The Clean Energy Transformation Act, passed in 2019, and the Climate Commitment Act (CCA) of 2021 form the architecture for the radical decommissioning of all petroleum in our state’s energy portfolio. These laws are embedded into the machinery of our energy-based economy. High inflation and systemic growth in government spending are directly related to the imagination of catastrophic global collapse should we do nothing.

A well-oiled consortium of thought leaders and corporate interests created a climate policy that extracts revenue from our energy economy and redistributes it. The policy determines an arbitrary price on carbon by applying a penalty to petroleum producers, refiners, distributors, users, and anybody who produces anything in our free-enterprise system.

Our state issued a limited number of “allowances” to “emitters” and created a market managed by the Department of Ecology. Allowances must be purchased at a price set at an auction — the people producing energy and goods for our economy are made to pay a penance. These policies spread the cost across every aspect of our economic life, making everything more expensive. On a party-line vote, CETA and CCA socialized our energy economy.

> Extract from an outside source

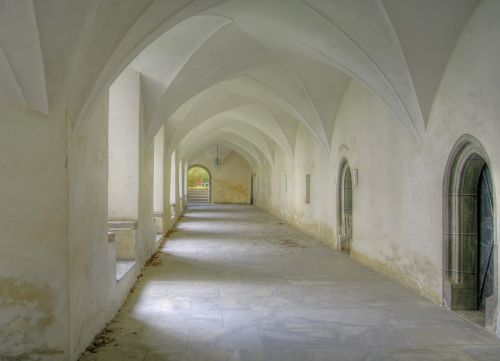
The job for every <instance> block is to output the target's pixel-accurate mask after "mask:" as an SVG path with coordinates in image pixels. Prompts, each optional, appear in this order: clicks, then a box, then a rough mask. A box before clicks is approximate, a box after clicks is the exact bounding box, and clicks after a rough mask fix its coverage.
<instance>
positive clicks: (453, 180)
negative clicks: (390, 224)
mask: <svg viewBox="0 0 500 361" xmlns="http://www.w3.org/2000/svg"><path fill="white" fill-rule="evenodd" d="M443 204H444V221H445V227H444V237H443V258H444V259H443V265H444V268H443V298H444V302H445V304H446V305H447V307H449V308H451V309H452V310H456V311H460V312H462V313H463V314H464V315H465V316H468V317H470V318H473V320H474V321H476V322H477V323H480V324H482V325H484V326H486V327H488V328H491V329H493V328H494V327H495V319H496V311H497V307H496V303H497V302H496V299H497V294H496V293H497V290H496V284H497V280H496V274H495V272H496V264H497V261H496V260H497V255H496V252H495V248H496V247H495V238H496V237H495V227H494V220H495V214H494V213H495V198H494V187H493V182H492V179H491V173H490V167H489V161H488V157H487V155H486V152H485V151H484V149H483V147H482V146H481V144H480V143H479V141H477V140H476V139H475V138H473V137H471V136H464V137H462V138H461V139H460V140H459V141H458V142H457V144H456V145H455V147H454V149H453V151H452V154H451V156H450V159H449V161H448V166H447V169H446V174H445V182H444V200H443Z"/></svg>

Revenues in the billions are used to purchase products from China, which dominates the supply chain for “clean energy,” and is justified by arguments about equity and environmental justice even though the metals for EV batteries are mined and refined in places without strong, enforceable environmental or labor protection laws. Rapid construction of industrial wind and solar facilities, a land-consuming choice with obvious environmental and social costs, will cover hundreds of thousands of acres east of the Cascades. This is all driven by state decarbonization policies like CETA and the CCA.

For our state, massive land-use changes, and the cost of fuel for homes, industries, agricultural production, and transportation are causing unintended distress. The state’s largest utility testified that 48% of its residential customers now qualify for a 60% energy assistance discount on their power bill. The resulting cost is shifted to fewer full-paying customers, and the commercial and industrial customers bear the burden. More than $150 million has been extracted from farm families as they also paid the carbon surcharge to produce food.

Policies designed to punish producers and redistribute their legitimately earned income diminish their capacity to invest and innovate solutions to carbon dioxide emissions, empowering a stronger government machine. The Climate Commitment Act (Senate Bill 5126) and penalties under CETA (Senate Bill 5116) add a hidden carbon expense to producers and escalate higher costs of living for every Washingtonian. While extracting a cost to disincentivize the use of energy, these policies unilaterally shifted the environmental impacts of the transformation to agricultural regions in our state.

There is a different way to address the environmental concerns in our state. I have introduced policies to build healthy forests, prosperous timber communities and improve water quality in the densely populated areas of the state and address the health of our salmon and other marine life in the Puget Sound. Protecting our resources has immediate benefits for the health and well-being of our communities and long-term benefit by using nature to cool and protect both our airshed and our watersheds.

Energy transformation envisioned by these two major acts passed by the single-party majority in Olympia may assuage the environmental guilt of urban “educated” elites, but it does so at the expense of our nation’s soul as our agricultural lands and wild lands are consumed for industrial energy sites and we surrender our energy wealth to government. Our families, unfortunately, pay the price.

— Rep. Mary Dye, R-Pomeroy, represents the 9th Legislative District, including Lincoln and portions of Franklin, Adams and Spokane Counties.